Les herbiers qualifiés d’"historiques" représentent des ensembles précieux pour les chercheurs car ils témoignent de concepts de classifications particulières et contiennent de nombreux spécimens de référence (types).


Présentation
Les herbiers historiques, comprenant environ 150 000 spécimens aujourd’hui, sont conservés séparément. Les plus importants sont encore classés selon l’ordre suivi par leurs concepteurs, dans les ouvrages où ceux-ci ont décrit des plantes ou élaboré des systèmes de classification.
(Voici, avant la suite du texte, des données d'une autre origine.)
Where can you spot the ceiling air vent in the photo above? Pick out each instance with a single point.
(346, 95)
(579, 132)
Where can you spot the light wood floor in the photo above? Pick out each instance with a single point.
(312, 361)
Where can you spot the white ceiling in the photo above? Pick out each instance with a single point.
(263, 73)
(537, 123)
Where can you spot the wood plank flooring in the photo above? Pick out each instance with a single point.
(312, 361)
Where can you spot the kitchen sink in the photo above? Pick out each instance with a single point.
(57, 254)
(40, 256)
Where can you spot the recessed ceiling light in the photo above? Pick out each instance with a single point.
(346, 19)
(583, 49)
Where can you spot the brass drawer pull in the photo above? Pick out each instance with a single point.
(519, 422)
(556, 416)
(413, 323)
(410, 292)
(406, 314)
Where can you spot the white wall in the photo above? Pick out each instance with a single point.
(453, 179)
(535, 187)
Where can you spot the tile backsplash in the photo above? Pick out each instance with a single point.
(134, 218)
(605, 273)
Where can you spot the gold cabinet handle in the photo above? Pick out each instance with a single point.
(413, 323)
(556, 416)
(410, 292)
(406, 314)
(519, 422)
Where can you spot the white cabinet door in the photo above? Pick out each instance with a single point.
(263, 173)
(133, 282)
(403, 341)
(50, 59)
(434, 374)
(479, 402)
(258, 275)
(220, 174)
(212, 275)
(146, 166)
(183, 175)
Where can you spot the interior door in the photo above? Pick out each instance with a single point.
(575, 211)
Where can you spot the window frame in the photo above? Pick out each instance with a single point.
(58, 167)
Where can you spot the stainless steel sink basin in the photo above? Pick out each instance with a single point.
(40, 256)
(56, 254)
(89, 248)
Parmi ces grands auteurs on peut citer les Jussieu actifs au Muséum pendant trois générations (des années 1710 aux années 1850), Michel Adanson (1727-1806), Jean-Baptiste de Lamarck (1744-1829), André Michaux (1746-1803), René-Louiche Desfontaines (1750-1833), Alexander von Humboldt (1769-1859) et Aimé Bonpland (1773-1858). En général, ces collections couvrent un spectre taxonomique très large (plantes vasculaires et non vasculaires) et ont une répartition géographique assez vaste également.

Parmi ces collections conservées séparément, on trouve aussi des objets de format particulier. C’est le cas d’anciens herbiers reliés tels ceux de Jehan Girault (ce petit livre date 1558 et est entré grâce à la famille Jussieu), de Jean-Jacques Rousseau (15 classeurs contenant des types de Guyane récoltés par Jean-Baptiste Fusée Aublet) et d’Albrecht von Haller (XVIIIe siècle). Enfin, certains herbiers sont rangés dans ces collections, en raison de leur singularité comme l’herbier Léon Mercurin (XXe siècle), dont les spécimens, montés très finement sur du bristol, sont très jolis.

Historique
Au XVIIe siècle, les botanistes fondent et consultent les cabinets d’histoire naturelle. Ils annotent les échantillons et décrivent de nouvelles espèces. L’herbier de Joseph Pitton de Tournefort (1656-1708), nommé botaniste au Jardin du Roi en 1683 et à l’origine d’un grand développement de la botanique, deviendra statutairement le premier herbier historique.

Activités
Les herbiers historiques sont constamment consultés par les systématiciens. Des images numériques sont faites sur demande des chercheurs. Les historiens des sciences et de la botanique en particulier, sont également très intéressés par l’étude de ces collections. Elles sont prêtées sous conditions, uniquement pour des expositions.